The potential impact of the Human Rights Act 1998 on the legal landscape and on facilities management in the UK has yet to be seen. The courts have already indicated that they will not entertain frivolous claims, but we have yet to see how they will deal with more substantive cases. In the first of a two-part feature by solicitors at Berwin Leighton, we look at CCTV and no smoking policies in the workplace, and disputes
The Human Rights Act (HRA) has directly incorporated the European Convention on Human Rights into UK domestic law, allowing individuals to launch a claim directly against a public sector employer alleging a breach of the HRA or the Convention. Although private employers will not face claims directly from employees under the HRA, courts and tribunals are required to decide claims in a manner compatible with the Convention.

Article 8 (the right to privacy) and Article 10 (the right to freedom of expression) of the Convention may have considerable implications in areas such as the use of CCTV surveillance and the enforceability of no smoking policies at work.

Employers who use CCTV surveillance without notifying their staff are likely to encounter difficulties if they seek to dismiss an employee on the basis of evidence discovered from such monitoring. A resulting unfair or wrongful dismissal claim may include an allegation that the company breached the employee's right to privacy under Article 8 by carrying out covert surveillance.

To defend against such claims, employers should be able to demonstrate that such surveillance was justified. It is also good practice for employers to obtain employee consent to any surveillance (including email and telephone monitoring) so that they can legitimately argue that there has been no breach of the Convention.

There is also a possibility that the prohibition of smoking in the workplace may breach of Article 8 of the Convention if the employer does not properly inform all staff of any no smoking policy. There is also a potential argument that such a policy could breach Article 10 of the Convention on the basis that it prohibits freedom of expression. However, employers should be able to successfully argue that the policy is justified on health and safety grounds.

The HRA is more likely to affect public sector employers, against whom the Convention is directly enforceable. Private sector employees will be forced to rely upon the courts and tribunals to consider what (if any) rights under the Convention are relevant to their claim. In addition, employers will be able to defend any claims alleging a breach of the HRA or the Convention on the basis that their actions were justifiable.

Contract disputes
What effect will the HRA have on the increasing use of adjudication to resolve disputes under facilities management contracts?

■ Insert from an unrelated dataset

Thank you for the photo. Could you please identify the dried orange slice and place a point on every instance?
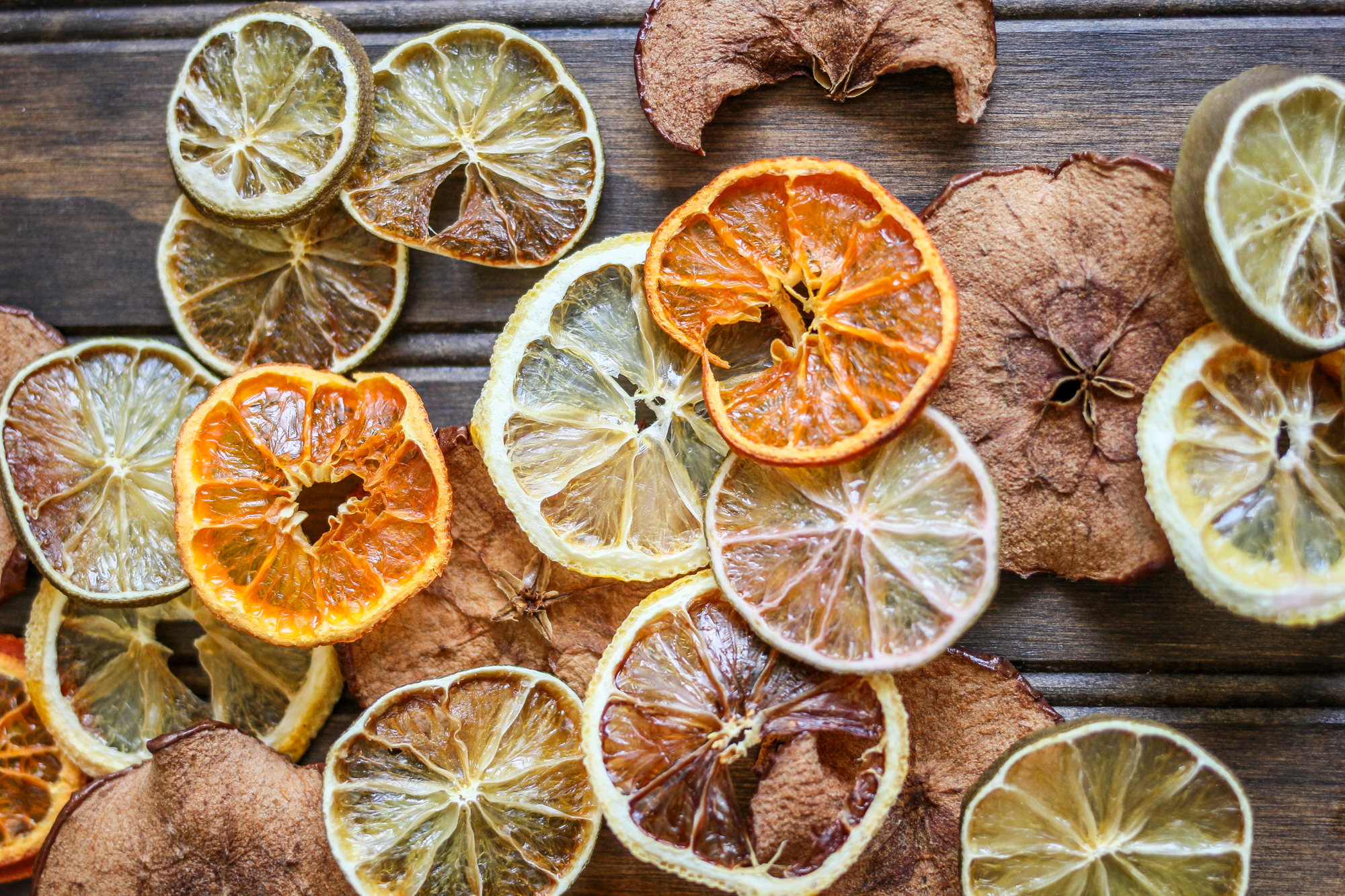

The decision in the case of Nottingham Community Housing Association v Powerminster Ltd (2000) confirmed that these contracts may be subject to statutory adjudication under the Construction Act. In this case, the judge was asked to consider whether the repair and maintenance of heating systems installed in a building could be considered to be a construction operation governed by the Act. While the judge found that such activities did fall within this definition, the case left open the question of whether other activities such as the servicing of gas appliances or the undertaking of safety checks were covered.

Such confusion may now be resolved in the facilities management industry by the use of the Chartered Institute of Building's standard form of facilities management contract or the new PACE GC/WORKS/10 standard form of facilities management contract. Both provide for fast-track adjudication compliant with the Construction Act, with a decision within 28 days that is binding unless the parties refer the dispute to the courts or to arbitration. Given that statutory adjudication is working well in the construction industry, the adoption of adjudication in facilities management should be welcomed.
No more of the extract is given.